Die Änderungskündigung ist die Kündigung des bisherigen Arbeitsvertrages verbunden mit dem Angebot eines neuen Arbeitsvertrages, um das Arbeitsverhältnis zu geänderten Bedingungen fortzusetzen. Wie bei allen anderen Kündigungen auch, müssen hierbei die gesetzlichen Vorgaben, insbesondere auch die Kündigungsgründe eingehalten werden, damit es im Streitfall nicht doch noch zu einem kostenintensiven arbeitsgerichtlichen Verfahren kommt.
Personal in Elternzeit: Arbeitsverhältnisse bleiben bestehen
Schließlich sollten bei Betrachtung der bestehenden Arbeitsverhältnisse diejenigen Beschäftigten nicht vergessen werden, deren Arbeitsverhältnisse beispielsweise aufgrund von Elternzeit vor, während und nach der Praxisübernahme noch ruhen. Auch diese Arbeitsverhältnisse bleiben mitsamt einem Anspruch auf Rückkehr an den Arbeitsplatz bestehen.
Fazit: Arbeitsverträge prüfen & erfahrenes Personal beibehalten
Die Praxisübernahme spielt bei ärztlichen Existenzgründungen eine wichtige Rolle. Vor dem Praxiskauf sollten bei der Prüfung der laufenden Verträge auch die Arbeitsverträge genau unter die Lupe genommen werden. Denn hier können spätere Kostenfallen lauern.

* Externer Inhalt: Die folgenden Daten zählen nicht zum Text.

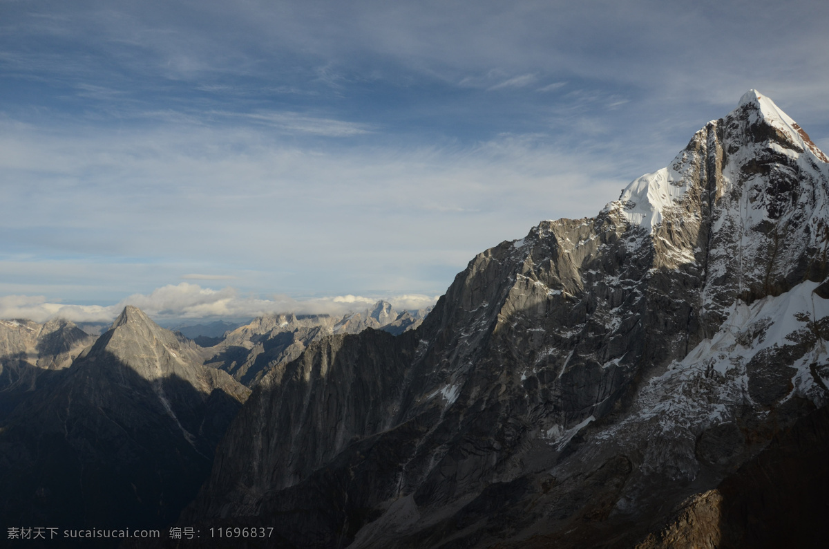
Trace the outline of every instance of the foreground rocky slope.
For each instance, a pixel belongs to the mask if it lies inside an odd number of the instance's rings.
[[[173,521],[250,394],[200,362],[191,343],[124,309],[2,420],[0,522],[82,530]]]
[[[695,508],[744,529],[709,491],[820,438],[829,398],[827,162],[747,93],[596,217],[478,255],[418,330],[274,368],[182,523],[300,547],[652,547]]]

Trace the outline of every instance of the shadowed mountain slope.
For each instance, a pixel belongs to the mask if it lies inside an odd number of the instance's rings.
[[[596,217],[479,254],[416,331],[270,372],[182,523],[633,547],[826,406],[827,200],[823,153],[747,93]]]

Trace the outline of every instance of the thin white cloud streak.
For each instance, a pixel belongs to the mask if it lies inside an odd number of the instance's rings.
[[[0,297],[0,318],[28,318],[46,322],[65,318],[73,322],[112,322],[126,305],[143,309],[153,318],[242,318],[294,313],[303,314],[346,314],[363,310],[383,299],[398,310],[424,309],[439,296],[402,294],[382,297],[344,295],[296,300],[284,295],[271,299],[245,297],[230,287],[202,288],[182,282],[157,288],[148,294],[135,294],[109,306],[49,303],[44,296],[7,295]]]
[[[281,59],[302,58],[304,66],[325,67],[324,80],[334,87],[349,73],[389,66],[451,82],[495,70],[503,80],[565,74],[630,86],[652,100],[717,104],[749,87],[775,94],[768,85],[775,81],[818,90],[829,82],[822,54],[829,7],[805,0],[251,1],[232,8],[203,2],[198,17],[171,2],[90,2],[69,11],[64,4],[41,3],[44,12],[56,14],[47,19],[18,13],[2,31],[18,41],[75,41],[95,55],[8,52],[10,66],[91,75],[99,72],[96,56],[103,56],[132,70],[201,80],[279,74]]]

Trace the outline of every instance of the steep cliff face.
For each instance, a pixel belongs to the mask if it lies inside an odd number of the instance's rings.
[[[182,523],[633,546],[826,406],[827,194],[823,153],[747,93],[596,217],[478,255],[416,331],[269,373]]]
[[[0,421],[36,389],[57,382],[95,341],[66,320],[0,320]]]
[[[174,519],[250,394],[197,358],[191,343],[127,307],[2,421],[2,523],[143,528]]]
[[[68,320],[43,324],[31,320],[0,320],[0,390],[23,385],[35,376],[26,371],[68,367],[95,340]],[[25,390],[25,389],[24,389]]]

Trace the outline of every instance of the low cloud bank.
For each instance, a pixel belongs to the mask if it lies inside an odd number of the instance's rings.
[[[287,295],[260,299],[240,295],[231,287],[212,289],[182,282],[157,288],[148,295],[134,294],[109,306],[49,303],[41,295],[7,295],[0,297],[0,318],[29,318],[39,323],[51,318],[112,322],[125,305],[134,305],[158,319],[238,318],[279,313],[345,314],[363,310],[380,299],[390,302],[398,310],[424,309],[434,305],[439,297],[414,294],[378,297],[348,294],[303,300]]]

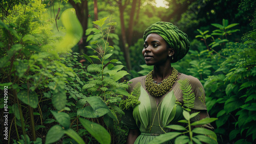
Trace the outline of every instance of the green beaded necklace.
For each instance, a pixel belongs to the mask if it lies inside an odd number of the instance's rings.
[[[153,79],[153,70],[152,70],[146,76],[146,89],[153,96],[161,97],[167,91],[170,90],[177,77],[178,70],[173,67],[172,75],[162,82],[157,83]]]

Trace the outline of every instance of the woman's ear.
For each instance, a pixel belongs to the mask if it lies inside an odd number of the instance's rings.
[[[169,52],[168,52],[168,55],[169,55],[169,56],[170,57],[170,56],[173,56],[173,55],[174,55],[174,53],[175,53],[175,51],[174,51],[174,49],[172,49],[172,48],[169,48]]]

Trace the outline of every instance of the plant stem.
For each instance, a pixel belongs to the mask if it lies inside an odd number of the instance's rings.
[[[190,126],[190,121],[189,119],[187,121],[188,122],[188,130],[189,131],[189,138],[190,139],[190,141],[192,142],[192,137],[193,137],[193,133],[192,131],[191,131],[191,126]]]
[[[19,100],[18,100],[18,97],[17,96],[17,92],[16,91],[16,90],[13,90],[14,91],[14,95],[15,96],[16,98],[17,98],[17,104],[18,105],[18,111],[19,111],[19,116],[20,117],[20,121],[22,122],[22,132],[23,132],[23,135],[24,136],[24,137],[26,136],[26,132],[25,132],[25,125],[24,124],[24,119],[23,119],[23,115],[22,114],[22,108],[20,108],[20,105],[19,105]],[[27,144],[27,139],[25,138],[25,143]]]
[[[29,106],[29,117],[30,117],[30,124],[31,125],[31,131],[32,135],[32,139],[33,141],[36,140],[35,123],[34,122],[34,115],[33,114],[33,108]]]

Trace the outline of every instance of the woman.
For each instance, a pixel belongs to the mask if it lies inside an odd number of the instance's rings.
[[[188,79],[192,92],[195,93],[192,112],[200,112],[193,120],[199,121],[209,116],[205,106],[204,90],[199,80],[179,73],[171,66],[172,63],[177,62],[187,53],[190,44],[187,35],[171,23],[160,21],[146,30],[143,40],[142,55],[146,64],[154,65],[154,69],[146,76],[130,81],[132,83],[130,84],[129,92],[138,83],[140,83],[143,88],[139,96],[140,104],[134,109],[125,111],[122,120],[130,128],[127,143],[147,143],[156,136],[171,131],[171,129],[165,128],[166,125],[176,124],[183,119],[181,106],[166,104],[166,101],[169,101],[173,94],[176,97],[176,104],[183,104],[182,90],[177,82],[180,80]],[[172,110],[166,114],[163,109]],[[174,117],[170,117],[174,115],[170,113],[175,113]],[[142,118],[143,116],[146,118]],[[204,127],[212,128],[209,124]]]

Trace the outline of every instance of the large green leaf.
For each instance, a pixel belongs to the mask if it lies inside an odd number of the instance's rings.
[[[36,108],[37,107],[38,98],[35,92],[32,91],[28,93],[28,90],[22,90],[17,93],[17,97],[23,103],[31,107]]]
[[[109,57],[110,57],[112,55],[113,55],[113,54],[106,54],[104,56],[103,58],[104,60],[106,60],[106,59],[108,59]]]
[[[28,64],[26,64],[23,61],[20,60],[15,62],[15,65],[17,71],[17,75],[19,78],[20,78],[23,76],[23,75],[24,75],[26,71],[27,71],[29,65]]]
[[[233,96],[225,103],[224,109],[227,113],[229,113],[238,108],[243,105],[243,102],[236,96]]]
[[[221,30],[223,30],[224,29],[223,26],[222,26],[219,23],[211,23],[210,25],[211,25],[212,26],[213,26],[215,27],[218,28],[220,29]]]
[[[64,131],[59,125],[51,127],[46,135],[46,143],[51,143],[59,140],[64,135]]]
[[[70,117],[68,113],[62,112],[58,112],[53,110],[51,110],[51,112],[60,125],[63,127],[65,129],[69,129],[71,124]]]
[[[105,21],[106,20],[106,19],[108,18],[108,17],[105,17],[104,18],[102,18],[100,19],[100,20],[97,20],[96,21],[93,21],[93,23],[94,24],[98,25],[100,27],[102,27],[102,26],[103,26],[103,25],[104,25],[104,23],[105,23]]]
[[[240,131],[239,130],[233,130],[229,133],[229,140],[231,141],[234,139],[236,137],[238,134],[240,133]]]
[[[80,122],[86,129],[100,143],[110,143],[110,134],[102,126],[86,119],[79,118]]]
[[[100,66],[97,64],[92,64],[87,67],[87,71],[89,73],[100,73],[101,68]]]
[[[211,143],[211,144],[218,143],[218,142],[214,139],[205,135],[198,135],[195,136],[195,137],[198,138],[201,141],[203,141],[206,143]]]
[[[64,132],[70,137],[75,140],[78,143],[85,144],[82,138],[73,130],[69,129],[64,131]]]
[[[85,117],[95,118],[105,115],[109,110],[104,108],[99,108],[94,110],[91,106],[87,106],[83,109],[77,110],[77,115]]]
[[[173,130],[177,130],[177,131],[186,130],[186,128],[185,128],[184,127],[181,126],[180,125],[173,125],[167,126],[165,127],[167,128],[172,129]]]
[[[105,73],[108,73],[110,76],[114,76],[117,71],[121,70],[124,66],[118,65],[112,67],[110,69],[106,70]]]
[[[168,125],[174,118],[176,112],[175,101],[176,98],[174,91],[168,92],[163,99],[160,111],[160,117],[163,127]]]
[[[151,121],[151,104],[148,94],[142,86],[140,86],[140,96],[138,100],[141,103],[135,106],[133,114],[135,118],[139,119],[141,124],[146,128]]]
[[[86,100],[91,106],[78,109],[77,115],[88,118],[99,117],[110,112],[106,104],[99,98],[90,97]]]
[[[189,142],[189,137],[186,135],[181,135],[176,138],[174,142],[175,144],[187,143]]]
[[[117,81],[127,75],[130,74],[129,73],[127,73],[126,71],[121,70],[116,73],[115,75],[113,76],[113,79],[115,81]]]
[[[230,25],[229,25],[227,26],[227,27],[226,27],[226,28],[225,28],[226,29],[229,29],[229,28],[232,28],[232,27],[234,27],[234,26],[237,26],[237,25],[239,25],[239,23],[232,23],[232,24],[230,24]]]
[[[66,99],[65,90],[55,89],[52,95],[52,104],[57,110],[61,110],[65,107]]]
[[[18,120],[20,119],[20,115],[19,114],[19,111],[18,110],[18,104],[15,104],[12,106],[12,112],[14,114],[16,118]]]
[[[173,139],[178,135],[181,134],[180,132],[169,132],[161,134],[157,137],[156,137],[152,140],[148,142],[148,144],[157,144],[162,143],[166,141]]]
[[[89,56],[88,56],[87,54],[83,54],[83,56],[84,57],[84,58],[86,58],[86,59],[87,60],[88,60],[91,63],[93,63],[93,61],[92,60],[92,59],[89,57]]]
[[[218,119],[218,118],[217,118],[206,117],[206,118],[203,118],[200,121],[195,122],[191,124],[191,126],[197,126],[197,125],[205,125],[205,124],[207,124],[208,123],[213,122],[217,119]]]
[[[196,128],[192,130],[192,132],[197,134],[205,134],[206,135],[210,135],[214,139],[217,139],[216,134],[209,130],[202,128]]]

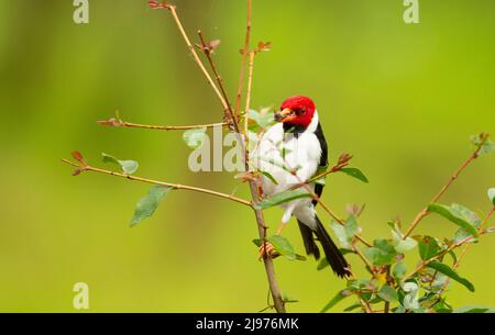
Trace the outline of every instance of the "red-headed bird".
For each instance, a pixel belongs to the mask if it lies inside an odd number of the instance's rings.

Fest steht aber auch: Wer sich ein genaues Bild über Rechte und Pflichten als neue Führungskraft verschafft hat, kann durch die Beibehaltung von erfahrenem und mit den Abläufen vertrauten Personal einen großen Vorteil für die Anfangszeit in der Selbstständigkeit finden.
Über die Autorin

Nadine Ettling ist Fachanwältin für Medizinrecht bei der Anwaltskanzlei Lyck+Pätzold. healthcare.recht. Die Kanzlei hat sich ausschließlich auf die Beratung medizinischer Leistungserbringer und Industrieunternehmen aus der Gesundheitsbranche spezialisiert.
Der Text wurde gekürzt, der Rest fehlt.